IBM’s X6 is a radically different architecture for Intel-based servers designed to boost performance and reliability, sources say. Will it propel its xSeries higher into the clouds?

IBM next week will debut its next generation X-architecture to boost the fortunes of its Intel-based servers in the cloud computing and big data markets, according to sources familiar with the company’s plans.

The X6 Architecture, which further evolves the X5 architecture’s concept of disaggregating processors from memory in large racks of servers, is a complete redesign of a traditional server rack with significantly increased density and server performance.
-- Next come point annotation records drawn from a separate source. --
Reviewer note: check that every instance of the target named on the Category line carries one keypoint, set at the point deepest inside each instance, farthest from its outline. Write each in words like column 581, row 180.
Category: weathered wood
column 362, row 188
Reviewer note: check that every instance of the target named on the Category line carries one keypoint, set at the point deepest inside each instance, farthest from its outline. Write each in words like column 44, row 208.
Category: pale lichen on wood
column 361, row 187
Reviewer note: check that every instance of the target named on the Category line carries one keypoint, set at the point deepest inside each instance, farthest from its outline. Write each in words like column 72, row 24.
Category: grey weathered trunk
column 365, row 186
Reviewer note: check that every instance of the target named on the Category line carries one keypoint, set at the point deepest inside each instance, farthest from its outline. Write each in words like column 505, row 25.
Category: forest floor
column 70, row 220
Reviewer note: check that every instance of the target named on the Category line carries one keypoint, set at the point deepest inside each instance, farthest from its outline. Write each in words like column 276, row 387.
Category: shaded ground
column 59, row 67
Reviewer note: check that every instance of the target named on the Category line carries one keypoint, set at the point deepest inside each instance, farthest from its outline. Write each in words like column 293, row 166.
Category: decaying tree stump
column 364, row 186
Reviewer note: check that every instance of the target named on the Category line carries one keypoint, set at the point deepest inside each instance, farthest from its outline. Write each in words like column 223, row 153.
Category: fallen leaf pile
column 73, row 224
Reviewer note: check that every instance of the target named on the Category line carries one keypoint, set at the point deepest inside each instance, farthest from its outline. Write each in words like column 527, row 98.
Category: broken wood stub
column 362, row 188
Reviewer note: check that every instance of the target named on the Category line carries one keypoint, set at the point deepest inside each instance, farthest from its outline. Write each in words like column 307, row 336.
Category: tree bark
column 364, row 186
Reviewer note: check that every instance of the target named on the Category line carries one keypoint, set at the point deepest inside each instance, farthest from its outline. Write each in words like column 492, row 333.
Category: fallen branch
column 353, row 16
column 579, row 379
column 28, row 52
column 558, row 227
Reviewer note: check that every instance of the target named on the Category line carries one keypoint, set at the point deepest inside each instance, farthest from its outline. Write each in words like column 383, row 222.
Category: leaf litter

X6 is built around a “mid-plane architecture” that also borrows from Intel Corp.’s QuickPath Internconnect (QPI) technology to enable fast memory-to-memory transfer rates, sources said.

The renewed emphasis on Intel servers follows speculation last year that IBM was shopping its Intel-based xSeries of servers around, largely because profits on the line were falling and the technology was becoming too commoditized for IBM’s liking.

The upcoming X6 employs the concept of “books,” or modules, which contain an Intel processor and/or dual in-line memory modules (DIMMs). There will be a Compute Book with a CPU and up to 24 DIMMs and a Storage Book that can be stuffed with up to 6.4 terabytes of xFlash storage with up to 12.8 terabytes of Serial Attached SCSI (SAS), according to sources.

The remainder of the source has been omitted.